Monday, January 27, 2014

Book Review: Now Where Was I?

 “A sketchbook memoir” is exactly the right subtitle for Now Where Was I?, a brand-new book by Seattle artist and urban sketcher Steven Reddy that was published through a successful Kickstarter campaign. Including paintings, comics and sketches spanning 35 years, the colorful, beautifully published collection reads and views very much like an illustrated autobiography – selective, retrospective, revealing and at the same time concealing.

Urban sketches include everything from portraits of gorgeous Seattle Tudor homes to plumbing pipes in Sidney, Iowa, and a house doomed for demolition in Jingdezhen, China. Older oil paintings have more abstract compositions than the on-location sketches, but their central images remain in the slightly quirky illustrative style that has become Steve’s signature. In fact, it’s easy to see that his urban sketches of thrift shop interiors, a favorite subject, had their roots in paintings from decades earlier that depict collections of seemingly unrelated objects: Piles of random stuff come together in a way that somehow makes sense.

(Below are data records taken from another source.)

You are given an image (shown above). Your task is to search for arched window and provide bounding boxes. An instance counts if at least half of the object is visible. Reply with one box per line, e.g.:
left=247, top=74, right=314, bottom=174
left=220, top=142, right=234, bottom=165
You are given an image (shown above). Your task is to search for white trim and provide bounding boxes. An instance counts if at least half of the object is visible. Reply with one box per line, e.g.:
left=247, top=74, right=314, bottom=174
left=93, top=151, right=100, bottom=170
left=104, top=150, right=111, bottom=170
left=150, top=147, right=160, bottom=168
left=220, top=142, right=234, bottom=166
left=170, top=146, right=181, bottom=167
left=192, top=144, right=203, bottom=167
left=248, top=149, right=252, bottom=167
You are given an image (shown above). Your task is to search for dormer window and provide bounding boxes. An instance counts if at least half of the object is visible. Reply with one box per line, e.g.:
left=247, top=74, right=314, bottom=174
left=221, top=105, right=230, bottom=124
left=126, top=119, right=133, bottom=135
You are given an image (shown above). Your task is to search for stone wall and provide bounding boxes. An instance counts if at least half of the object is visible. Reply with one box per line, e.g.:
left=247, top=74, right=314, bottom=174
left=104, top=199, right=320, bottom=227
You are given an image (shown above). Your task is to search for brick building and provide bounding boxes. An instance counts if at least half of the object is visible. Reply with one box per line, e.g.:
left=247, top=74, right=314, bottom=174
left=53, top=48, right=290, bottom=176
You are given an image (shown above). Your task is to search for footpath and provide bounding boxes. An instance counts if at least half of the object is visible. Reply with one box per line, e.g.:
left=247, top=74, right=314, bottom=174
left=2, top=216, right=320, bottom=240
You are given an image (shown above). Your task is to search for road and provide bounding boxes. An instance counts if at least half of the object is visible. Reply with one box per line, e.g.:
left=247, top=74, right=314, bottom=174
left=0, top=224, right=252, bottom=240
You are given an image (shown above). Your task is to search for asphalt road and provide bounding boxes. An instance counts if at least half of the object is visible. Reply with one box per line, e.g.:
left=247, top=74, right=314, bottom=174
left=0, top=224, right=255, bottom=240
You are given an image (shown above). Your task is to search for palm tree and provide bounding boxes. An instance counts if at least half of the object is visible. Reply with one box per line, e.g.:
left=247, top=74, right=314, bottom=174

Influenced by well-known comic-book artists like Robert Crumb and Chris Ware, Steve’s autobiographical comics are both hilarious and heartbreaking. He reveals just enough about his daily life, former and current relationships and personal angst to leave plenty of room for speculation – but they are not so confessional that they make you squirm. My favorites among the comics are his narratives of dreams. All dreams are so strange and disjointed that the panels of comics are an ideal way to narrate them. (One about George Clooney reluctantly sharing his sketchbook with Steve is so funny and bizarre that I wish I could view it as a film short!)

The overall tone of the works is of intense curiosity about the details of his visual world – no stone left unsketched. At the same time, the focal point of each sketch is crystal-clear, so you have to assume that it’s the result of careful editing. Occasional, brief text provides some context without overly explaining. I found myself literally laughing out loud at his descriptions of questionable foods encountered in China, yet the only sketch of a food-like substance is a chicken’s beak discovered in a meal. ‘Nuff shown.

The book is not meant to be a collection of only polished current works; Steve bravely includes some sketches and comics he made as a teenager and young adult that other artists might have chosen to keep hidden. In true autobiographical form, his story includes “where I came from” as much as “where I am now.”

If you want a copy of this inspiring, engaging, entertaining book, you’d better hurry to his Etsy site – only a limited number has been published.